8-core Mac Pro rumored soon
Rumor has it that a dual quad-core Mac Pro (8 cores) is imminent. But the disappointing fact is that except for the very rare compute-bound application which accesses relatively little memory, an 8-core Mac Pro running at 2.66 GHz will almost always be slower than a 4-core Mac Pro running at 3.0 GHz. This is a fact of life with multi-core machines, and a key reason I proceeded with my Mac Pro 3.0 GHz purchase. Photoshop users should be content if even two cores can be fully utilized a modest percentage of the time.

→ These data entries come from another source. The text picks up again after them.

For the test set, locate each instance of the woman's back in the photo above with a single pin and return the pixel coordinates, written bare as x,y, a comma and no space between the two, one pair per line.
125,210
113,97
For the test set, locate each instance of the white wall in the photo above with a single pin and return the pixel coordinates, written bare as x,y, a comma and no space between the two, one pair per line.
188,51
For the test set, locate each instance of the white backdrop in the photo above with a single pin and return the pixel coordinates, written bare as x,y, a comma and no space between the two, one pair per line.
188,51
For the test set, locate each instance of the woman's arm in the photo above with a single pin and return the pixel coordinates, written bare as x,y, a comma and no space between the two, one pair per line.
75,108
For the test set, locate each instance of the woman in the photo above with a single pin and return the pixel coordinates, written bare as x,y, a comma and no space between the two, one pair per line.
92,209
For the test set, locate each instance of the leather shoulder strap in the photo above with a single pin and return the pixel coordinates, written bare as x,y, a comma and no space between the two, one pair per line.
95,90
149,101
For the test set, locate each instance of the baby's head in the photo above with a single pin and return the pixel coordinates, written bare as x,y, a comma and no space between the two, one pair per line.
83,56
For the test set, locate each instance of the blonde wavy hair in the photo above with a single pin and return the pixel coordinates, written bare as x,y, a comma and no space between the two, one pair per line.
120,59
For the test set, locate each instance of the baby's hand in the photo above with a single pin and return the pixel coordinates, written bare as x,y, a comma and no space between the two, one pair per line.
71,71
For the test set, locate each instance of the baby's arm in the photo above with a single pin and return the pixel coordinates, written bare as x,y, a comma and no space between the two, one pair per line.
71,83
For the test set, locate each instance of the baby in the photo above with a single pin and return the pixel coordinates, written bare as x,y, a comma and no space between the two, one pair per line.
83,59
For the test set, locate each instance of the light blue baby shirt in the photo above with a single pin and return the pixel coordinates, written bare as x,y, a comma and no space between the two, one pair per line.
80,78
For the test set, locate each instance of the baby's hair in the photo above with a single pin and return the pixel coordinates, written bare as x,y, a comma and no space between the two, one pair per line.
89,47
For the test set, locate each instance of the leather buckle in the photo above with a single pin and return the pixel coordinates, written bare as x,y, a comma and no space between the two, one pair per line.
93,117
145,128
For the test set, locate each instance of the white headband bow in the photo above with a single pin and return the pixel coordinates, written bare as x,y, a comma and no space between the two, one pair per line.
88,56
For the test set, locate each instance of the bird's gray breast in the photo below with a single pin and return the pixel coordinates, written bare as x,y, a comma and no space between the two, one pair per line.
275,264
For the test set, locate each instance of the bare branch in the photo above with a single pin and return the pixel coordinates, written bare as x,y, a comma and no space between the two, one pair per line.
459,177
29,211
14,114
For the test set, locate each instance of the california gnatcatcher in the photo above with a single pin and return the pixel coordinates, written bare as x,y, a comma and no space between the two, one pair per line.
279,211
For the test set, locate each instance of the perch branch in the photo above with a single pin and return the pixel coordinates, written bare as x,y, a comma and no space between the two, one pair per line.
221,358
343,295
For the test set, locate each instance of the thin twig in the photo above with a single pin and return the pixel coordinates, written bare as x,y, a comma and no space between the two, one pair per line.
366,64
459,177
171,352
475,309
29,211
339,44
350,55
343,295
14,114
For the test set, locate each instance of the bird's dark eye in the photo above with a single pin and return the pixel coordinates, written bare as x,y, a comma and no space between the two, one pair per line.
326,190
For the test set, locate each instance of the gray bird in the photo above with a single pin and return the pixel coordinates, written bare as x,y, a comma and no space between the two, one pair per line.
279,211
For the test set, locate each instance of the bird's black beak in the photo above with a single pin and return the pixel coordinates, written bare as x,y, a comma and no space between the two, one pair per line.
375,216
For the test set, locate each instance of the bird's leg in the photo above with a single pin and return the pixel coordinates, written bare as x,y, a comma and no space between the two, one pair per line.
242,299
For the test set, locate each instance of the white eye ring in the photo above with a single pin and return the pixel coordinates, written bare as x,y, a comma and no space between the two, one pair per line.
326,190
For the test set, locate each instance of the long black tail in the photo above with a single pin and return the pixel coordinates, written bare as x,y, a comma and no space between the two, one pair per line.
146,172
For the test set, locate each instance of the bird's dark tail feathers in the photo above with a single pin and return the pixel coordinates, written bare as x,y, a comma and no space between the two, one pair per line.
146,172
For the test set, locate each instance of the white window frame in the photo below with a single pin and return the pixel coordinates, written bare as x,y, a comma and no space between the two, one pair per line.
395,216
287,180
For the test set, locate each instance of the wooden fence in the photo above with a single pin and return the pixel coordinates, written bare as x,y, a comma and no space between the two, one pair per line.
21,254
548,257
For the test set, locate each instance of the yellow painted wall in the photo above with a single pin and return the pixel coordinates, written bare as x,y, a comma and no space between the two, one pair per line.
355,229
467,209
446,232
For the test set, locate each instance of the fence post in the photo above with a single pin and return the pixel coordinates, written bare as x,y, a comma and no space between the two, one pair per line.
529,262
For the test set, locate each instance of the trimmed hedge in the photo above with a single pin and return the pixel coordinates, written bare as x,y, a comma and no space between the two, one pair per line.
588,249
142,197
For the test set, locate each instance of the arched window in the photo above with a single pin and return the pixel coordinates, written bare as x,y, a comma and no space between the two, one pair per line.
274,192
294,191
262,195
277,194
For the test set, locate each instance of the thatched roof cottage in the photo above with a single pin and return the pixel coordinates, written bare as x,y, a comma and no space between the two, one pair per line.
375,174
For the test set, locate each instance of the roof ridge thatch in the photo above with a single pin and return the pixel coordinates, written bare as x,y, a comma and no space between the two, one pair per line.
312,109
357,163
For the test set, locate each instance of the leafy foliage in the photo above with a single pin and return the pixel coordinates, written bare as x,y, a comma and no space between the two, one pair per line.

There are three key factors at work inhibiting the performance of an 8-core machine:
- Software designed for up to eight-way concurrency that scales linearly up to 8 processor cores is rare, especially since memory bandwidth inherently throttles such scalability.
- Memory bandwidth is inadequate for 8 cores. It’s already a limiting factor with the current quad-core
3.0 GHz Mac Pro. Memory copy speed is at best 2.9GB/sec on the Mac
Pro, in spite of Apple’s highly misleading claims of
21.3 GB/sec (“maximum processor bandwidth of up to 21.3 GB/s”—bandwidth is a bit more than double the memory
copy speed).
That’s a measly 700MB/sec per core on a quad-core machine, and only 350MB/sec per core on an octa-core machine. By comparison, a 6-drive hard disk RAID array can easily perform at over 400MB/sec! - Clock speed is slightly lower for the Intel quad-core Xeon, topping out at 2.66 GHz vs 3.0 GHz for the dual core chips (although a 3.0 GHz quad-core chip has been announced, it will not be available for some time). That’s a 12.8% advantage (at best).
Of course, if Apple devises a higher bandwidth memory bus for an 8-core machine, higher performance is possible. But this is not likely, since the quad-core chips share the same pin-out and in fact can be swapped for the dual-core chips currently present in the Mac Pro. That latter point is good news for hard-core techies who could obtain the low-end 2.0GHz Mac Pro, and swap the chips out for faster quad-core ones.
In short, the 8-core Mac Pro will be of value only if your workflow is compute intensive with modest memory bandwidth requirements. Server applications that are highly multi-threaded such as a web server might also benefit substantially. Don’t pay extra to run more slowly until you see some test results!